# Google satellite images in LR 5 really outdated



## LDS (Jan 5, 2017)

I just noticed today, while geotagging some images I shot in Como, Italy, that the satellite images shown in LR 5 are really outdated, they are images from several years ago - far before LR5 was released. I'm sure because works to modify a long stretch of the sidewalk along the lake began years ago, but among incredible ugly mistakes, they were stopped and are still not finished, LR shows the area before those works began, while Google Maps shows more or less the actual situation. The road map looks the same, though. Anybody ever noticed if this happens in LR6 too? Is Google feeding old data?


----------



## Mt Spokane Photography (Jan 5, 2017)

When I open maps in LR CC2017, the map has a 2017 date along the bottom right.


----------



## LDS (Jan 5, 2017)

Mt Spokane Photography said:


> When I open maps in LR CC2017, the map has a 2017 date along the bottom right.
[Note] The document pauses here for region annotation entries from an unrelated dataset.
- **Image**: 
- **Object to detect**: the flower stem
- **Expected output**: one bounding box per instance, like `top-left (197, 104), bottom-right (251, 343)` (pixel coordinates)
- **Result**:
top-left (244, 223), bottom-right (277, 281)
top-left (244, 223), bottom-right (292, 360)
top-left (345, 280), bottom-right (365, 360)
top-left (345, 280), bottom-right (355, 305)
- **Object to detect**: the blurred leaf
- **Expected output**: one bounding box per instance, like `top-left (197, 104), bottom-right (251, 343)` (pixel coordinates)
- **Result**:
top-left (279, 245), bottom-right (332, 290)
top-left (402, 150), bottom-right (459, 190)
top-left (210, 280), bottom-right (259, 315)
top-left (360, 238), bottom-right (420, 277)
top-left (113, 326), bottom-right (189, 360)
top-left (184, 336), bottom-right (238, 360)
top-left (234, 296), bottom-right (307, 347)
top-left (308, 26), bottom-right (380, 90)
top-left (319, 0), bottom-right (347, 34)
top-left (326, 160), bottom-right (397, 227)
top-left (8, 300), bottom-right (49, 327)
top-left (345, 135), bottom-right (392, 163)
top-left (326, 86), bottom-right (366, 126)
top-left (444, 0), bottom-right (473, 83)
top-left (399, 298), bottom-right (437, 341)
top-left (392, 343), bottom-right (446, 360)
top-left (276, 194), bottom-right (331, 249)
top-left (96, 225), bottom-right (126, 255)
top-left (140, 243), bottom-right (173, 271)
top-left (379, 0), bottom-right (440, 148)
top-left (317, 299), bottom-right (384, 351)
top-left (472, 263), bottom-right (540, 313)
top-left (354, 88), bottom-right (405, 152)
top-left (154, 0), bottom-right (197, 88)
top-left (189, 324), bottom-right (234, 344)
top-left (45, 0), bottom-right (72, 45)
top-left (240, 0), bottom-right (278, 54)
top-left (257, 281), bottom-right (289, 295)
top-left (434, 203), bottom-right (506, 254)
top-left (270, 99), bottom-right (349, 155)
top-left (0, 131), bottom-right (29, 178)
Mine too. But the image is surely outdated. The Google image too is not really "2017", Libeskind’s "Life Electric" sculpture (installed in 2015) doesn't look ready yet. Attached the LR5 view and Google maps view of the same area.

The LR5 images show the situation before 2008/2009, but is still have a 2017 copyright. Guess it's mostly for legal reasons, and it's not the real date of the image. Yet, I wonder why older images are displayed - and if it is an Adobe or Google issue. Just, it's better to not trust too much what it is shown.


----------



## retroreflection (Jan 6, 2017)

Let us start with what seems to be your underlying expectation - that Google should maintain current images of the ENTIRE PLANET FOR FREE. 
Please.

What and when they update is a bit of a mystery. In an industrial complex where I worked, there was a split across the middle of one building with years separating the image dates (because of construction projects I could figure out the day and time of the images independent of anything Google says, that was a productive distraction). I also swear that old images replaced newer ones. I can imagine plots and motivations, but it is probably just giant organization stuff.


----------



## Mt Spokane Photography (Jan 6, 2017)

That is strange that you are not seeing the latest Google Map. Can you post the image with the gps coordinates intact and I'll view it with LRCC 2017.


----------



## LDS (Jan 6, 2017)

retroreflection said:


> Let us start with what seems to be your underlying expectation - that Google should maintain current images of the ENTIRE PLANET FOR FREE.
> Please



You missed the point. It looks Google feeds much older images to applications using its services than the latest shown in its Maps. And in this case geotagged images are shown in a somewhat different context. But it is also true older images shown in a newer context may appear 'displaced' too. Anyway, just pointing out what is happening in my version of LR, if anybody else wonders why some geotagged images may look in the 'wrong' place.


----------



## LDS (Jan 6, 2017)

Mt Spokane Photography said:


> That is strange that you are not seeing the latest Google Map. Can you post the image with the gps coordinates intact and I'll view it with LRCC 2017.



Thank you, here the image.


----------